This Lady Di was born nearly three centuries before, and scandalised Georgian Britain in a remarkably similar way to how her namesake drew endless publicity as a result of her own marital strife.
The extraordinary parallels between the two women are revealed in a new biography about Topham Beauclerk, the original Lady Di’s second husband and the father of her illegitimate daughter.
Splendidly entitled Dr Johnson’s Friend And Robert Adam’s Client Topham Beauclerk, it tells the story of ‘our’ Lady Di’s first cousin six times removed, who was the eldest daughter of the 3rd Duke of Marlborough, Charles Spencer, and sister of the 4th Duke, George Spencer.

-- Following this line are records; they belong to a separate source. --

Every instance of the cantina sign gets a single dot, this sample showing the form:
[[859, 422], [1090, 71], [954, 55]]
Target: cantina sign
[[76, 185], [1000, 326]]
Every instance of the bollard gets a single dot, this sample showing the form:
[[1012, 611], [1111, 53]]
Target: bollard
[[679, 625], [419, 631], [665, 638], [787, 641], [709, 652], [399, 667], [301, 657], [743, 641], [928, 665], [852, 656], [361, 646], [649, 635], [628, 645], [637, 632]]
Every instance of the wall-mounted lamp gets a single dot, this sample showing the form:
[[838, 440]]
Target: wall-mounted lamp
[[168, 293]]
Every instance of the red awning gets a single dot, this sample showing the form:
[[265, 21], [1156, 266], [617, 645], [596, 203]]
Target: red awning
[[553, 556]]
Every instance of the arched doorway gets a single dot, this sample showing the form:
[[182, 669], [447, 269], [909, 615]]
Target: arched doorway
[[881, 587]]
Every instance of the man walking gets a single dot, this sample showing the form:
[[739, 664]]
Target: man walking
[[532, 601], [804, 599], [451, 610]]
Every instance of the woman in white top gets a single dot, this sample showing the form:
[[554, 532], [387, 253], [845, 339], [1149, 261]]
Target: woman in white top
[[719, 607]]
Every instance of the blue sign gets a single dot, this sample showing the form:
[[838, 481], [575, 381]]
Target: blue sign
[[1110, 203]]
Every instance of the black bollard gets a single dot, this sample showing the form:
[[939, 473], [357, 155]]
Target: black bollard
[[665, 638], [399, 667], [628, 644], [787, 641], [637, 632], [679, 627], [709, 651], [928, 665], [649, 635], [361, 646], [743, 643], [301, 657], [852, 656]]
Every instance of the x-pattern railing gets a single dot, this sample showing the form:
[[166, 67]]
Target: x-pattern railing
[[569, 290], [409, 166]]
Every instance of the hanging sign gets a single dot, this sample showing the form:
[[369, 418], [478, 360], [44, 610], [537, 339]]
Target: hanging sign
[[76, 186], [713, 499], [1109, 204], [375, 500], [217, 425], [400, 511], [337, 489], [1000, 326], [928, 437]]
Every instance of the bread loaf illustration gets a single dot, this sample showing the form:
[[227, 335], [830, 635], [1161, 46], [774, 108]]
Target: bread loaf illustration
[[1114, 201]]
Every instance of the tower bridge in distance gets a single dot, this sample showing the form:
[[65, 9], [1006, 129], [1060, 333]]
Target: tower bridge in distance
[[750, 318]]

‘Both Lady Dis were trapped in unhappy marriages, found well-connected lovers who were more interesting than their husbands, and caused gossip in high society about the paternity of their children,’ observes the book’s author, Dr David Noy.
According to Dr Noy, the connections between the two aristocratic women date back to the 3rd Earl of Sunderland, who, like the brother of the late Princess of Wales, was called Charles Spencer. He was grandfather of the first Lady Di, and the great-great-great-great-great-great-grandfather of our Lady Di.
Born in 1735 and brought up at Blenheim Palace, the first Lady Di got married in 1757 aged 22 to a Viscount, who, like Prince Charles, refused to give up the perks of bachelorhood – including a previous lover.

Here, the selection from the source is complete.